The global diabetes community once had high expectations for continuous glucose monitoring (CGM) systems, but the technology hasn’t caught on as quickly as anticipated. Costs, human factors, questions on how to use the data, measurement reliability, and no standards for displaying results have hindered its adoption in many areas of the world.

To improve the clinical utility of CGM systems, the European Association for the Study of Diabetes and the American Diabetes Association Diabetes Technology Working Group issued a joint scientific statement that makes recommendations to all interested stakeholders including manufacturers, regulatory agencies, researchers, clinicians, and patient groups. “The aim is to improve safety and efficacy in order to support the advancement of the technology in achieving its potential to improve quality of life and health outcomes for more people with diabetes,” the groups stated.

CGM aims to improve metabolic control by continually tracking glucose levels in the interstitial fluid. Some systems are viewed in real-time, others are blinded to the user. Implantable CGM devices are becoming available, although most are inserted into the skin and worn externally by consumers. Clinical studies and trial results generally support the advantages of CGM technology, although the clinical evidence of benefit is stronger for type 1 diabetes than type 2 diabetes. CGM devices have some design limitations and technical problems, as they cause rashes in some individuals and their sensors can malfunction. Wearing a device continually can be burdensome and there also are high costs associated with maintaining CGM.

“Insufficient evidence of clinical utility and reliability and the lack of consistent reimbursement contribute to limited use of CGM across large populations of people with diabetes who could potentially benefit,” the groups indicated.

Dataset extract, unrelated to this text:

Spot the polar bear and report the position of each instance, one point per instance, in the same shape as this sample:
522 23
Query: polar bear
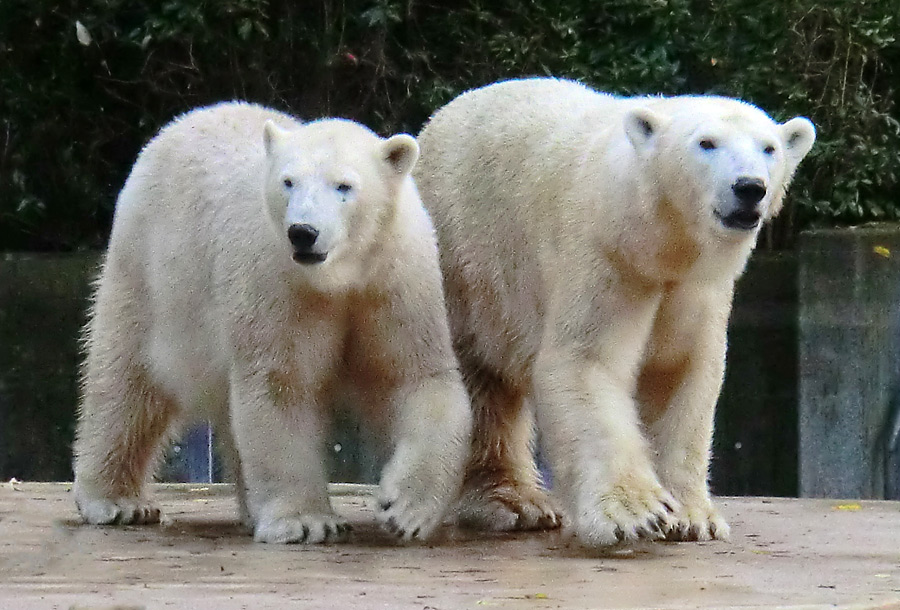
258 270
590 245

Improving CGM use requires a global effort from all interested parties to invest in clinical trials that would evidence the value of this technology to consumers, and to standardize CGM-measured glucose data reported from these trials, they suggested. The groups also called for structured pre-marketing evaluations of CGM system performance, making safety reports available to regulators after market approval, and fostering collaborative relationships among stakeholders.

The authors advised that:

  1. Regulatory agencies establish a well-organized and independent premarketing and post-approval process to evaluate CGM system performance;
  2. Manufacturers work with academia and healthcare professionals to educate people with diabetes about CGM, packaging the output data in usable formats for major electronic health record companies;
  3. Researchers and academics develop improved algorithms for CGM and automated insulin delivery systems performance;
  4. Research funding bodies fund larger, more comprehensive “class” studies that incorporate more than one CGM system, and large independent registry studies;
  5. Patient groups, health professionals, and medical associations work with major diabetes organizations and other patient advocacy groups to broaden access to CGM to diabetics interested in using these devices on a regular basis; and
  6. Consumers of CGM technology, including patients, family members, and caregivers, inform manufacturers and appropriate regulatory agencies of any device malfunctions or errors.

“For this vision to be realized without further delay, we call upon regulators and manufacturing companies to work urgently with health professionals and people with diabetes to create an environment with much greater standardization of outcome measures, a high level of attention to safety issues, and full transparency of adverse event reporting,” the authors summarized.